Claddagh wrecks rotting in no man’s land

Wrecks at the Claddagh

Wrecks at the Claddagh

Officials in Galway City Council are powerless to remove the hulks of rotting boats in the Claddagh as the ownership of some quays in the Corrib estuary is unknown.

Central Galway city councillor John McDonagh says he is surprised council staff are still unable to verify land ownership of an area near the beginning of Nimmo’s Pier, despite the issue of wrecks being a health hazard and eyesore there for almost two decades.

The Labour councillor says Galway City Council, Galway County Council, the Office of Public Works and the Corrib Navigation Trust have all failed to remove a number of hulks littering the foreshore opposite Claddagh Hall. This area is regularly photographed by tourists looking across at The Long Walk, and was immortalised in a famous Christmas Guinness advert.

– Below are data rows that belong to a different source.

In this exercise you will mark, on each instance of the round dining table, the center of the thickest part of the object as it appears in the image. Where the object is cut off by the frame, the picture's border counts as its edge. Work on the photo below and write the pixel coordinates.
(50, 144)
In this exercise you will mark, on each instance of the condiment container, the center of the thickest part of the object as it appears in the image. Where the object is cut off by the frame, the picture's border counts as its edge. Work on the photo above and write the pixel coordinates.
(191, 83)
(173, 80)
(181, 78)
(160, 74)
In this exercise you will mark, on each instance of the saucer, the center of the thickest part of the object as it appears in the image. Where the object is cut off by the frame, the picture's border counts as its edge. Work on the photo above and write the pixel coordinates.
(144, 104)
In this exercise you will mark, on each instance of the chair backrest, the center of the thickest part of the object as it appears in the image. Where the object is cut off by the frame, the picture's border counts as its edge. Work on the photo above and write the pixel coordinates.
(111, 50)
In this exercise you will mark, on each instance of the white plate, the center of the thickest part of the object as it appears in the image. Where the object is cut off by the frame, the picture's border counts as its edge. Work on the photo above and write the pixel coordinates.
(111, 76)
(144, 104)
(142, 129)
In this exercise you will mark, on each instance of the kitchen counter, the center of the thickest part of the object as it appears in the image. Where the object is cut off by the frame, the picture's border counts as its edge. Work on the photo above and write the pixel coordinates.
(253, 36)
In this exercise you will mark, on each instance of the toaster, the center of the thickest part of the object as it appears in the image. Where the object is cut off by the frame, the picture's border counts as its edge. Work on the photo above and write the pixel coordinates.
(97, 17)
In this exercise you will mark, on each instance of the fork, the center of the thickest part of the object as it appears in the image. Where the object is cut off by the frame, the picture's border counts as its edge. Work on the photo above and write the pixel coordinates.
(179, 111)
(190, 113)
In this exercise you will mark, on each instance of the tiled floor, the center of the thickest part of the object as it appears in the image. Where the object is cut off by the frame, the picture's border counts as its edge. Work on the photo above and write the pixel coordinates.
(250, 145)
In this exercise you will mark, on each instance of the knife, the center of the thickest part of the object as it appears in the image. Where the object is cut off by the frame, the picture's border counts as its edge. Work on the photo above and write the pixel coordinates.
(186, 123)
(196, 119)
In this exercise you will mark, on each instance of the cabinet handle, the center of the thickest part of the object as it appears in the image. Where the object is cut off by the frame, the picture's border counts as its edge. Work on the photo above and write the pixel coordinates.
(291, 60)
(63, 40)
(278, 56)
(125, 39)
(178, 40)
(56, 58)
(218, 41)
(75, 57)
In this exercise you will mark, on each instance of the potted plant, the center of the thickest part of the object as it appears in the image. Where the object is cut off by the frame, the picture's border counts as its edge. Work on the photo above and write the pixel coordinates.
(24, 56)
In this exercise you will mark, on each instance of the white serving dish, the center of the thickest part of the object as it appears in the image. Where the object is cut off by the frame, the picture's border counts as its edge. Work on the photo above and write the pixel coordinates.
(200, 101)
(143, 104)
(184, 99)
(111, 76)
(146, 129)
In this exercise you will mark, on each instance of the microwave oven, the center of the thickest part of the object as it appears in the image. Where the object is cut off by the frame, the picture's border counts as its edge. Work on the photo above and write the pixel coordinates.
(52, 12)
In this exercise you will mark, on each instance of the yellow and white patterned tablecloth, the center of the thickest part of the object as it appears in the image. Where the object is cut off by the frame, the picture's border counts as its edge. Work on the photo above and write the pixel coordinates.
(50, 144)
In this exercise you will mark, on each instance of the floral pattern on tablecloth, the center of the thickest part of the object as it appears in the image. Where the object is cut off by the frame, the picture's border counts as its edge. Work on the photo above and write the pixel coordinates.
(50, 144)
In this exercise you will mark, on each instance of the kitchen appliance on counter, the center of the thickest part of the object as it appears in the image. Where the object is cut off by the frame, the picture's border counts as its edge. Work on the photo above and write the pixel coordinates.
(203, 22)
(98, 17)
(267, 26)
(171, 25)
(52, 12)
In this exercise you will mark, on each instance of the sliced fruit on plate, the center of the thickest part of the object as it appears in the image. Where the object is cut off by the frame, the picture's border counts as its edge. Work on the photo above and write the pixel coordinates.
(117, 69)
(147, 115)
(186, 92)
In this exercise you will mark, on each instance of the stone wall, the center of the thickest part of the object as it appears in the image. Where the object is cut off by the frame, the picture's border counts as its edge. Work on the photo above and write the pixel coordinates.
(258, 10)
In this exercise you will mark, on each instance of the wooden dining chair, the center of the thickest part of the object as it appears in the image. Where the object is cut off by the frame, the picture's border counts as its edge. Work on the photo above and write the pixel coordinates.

“No one seems to know who is responsible for the wrecks, never mind who owns them” says McDonagh. “They are an eyesore, dangerous to children playing in them, and possibly nesting areas for vermin.”

McDonagh wants officials to do a deep dive into land ownership in the area, where locals have suggested the foreshore may belong to the remnants of an historic landowner, such as the Grattan Estate, or an old philanthropic organisation, like the Carnegie Trust. The HSE is another possibility, as it inherited lands from historic welfare bodies predating Irish independence.

Stephen Gwynn was MP for Galway in the early twentieth century, and there are records of him securing grants for land improvement in the Claddagh in an area which later became a seaside dump. In 1931 the Carnegie Trust provided £500 to develop the waste ground as a municipal facility.

“If we can’t find who owns the boats or land, what cost is there to hiring a truck and crane and removing these wrecks? If their owners turn up, they can always come collect them,” says McDonagh.

“A famous German architect, Wulf Daseking, who visited Galway recently made reference to these wrecks, stating they are still in the same place following on from a previous visit he made to our city years earlier.

“Are these wrecks still going to be here in five years time with no end in sight when he comes back?”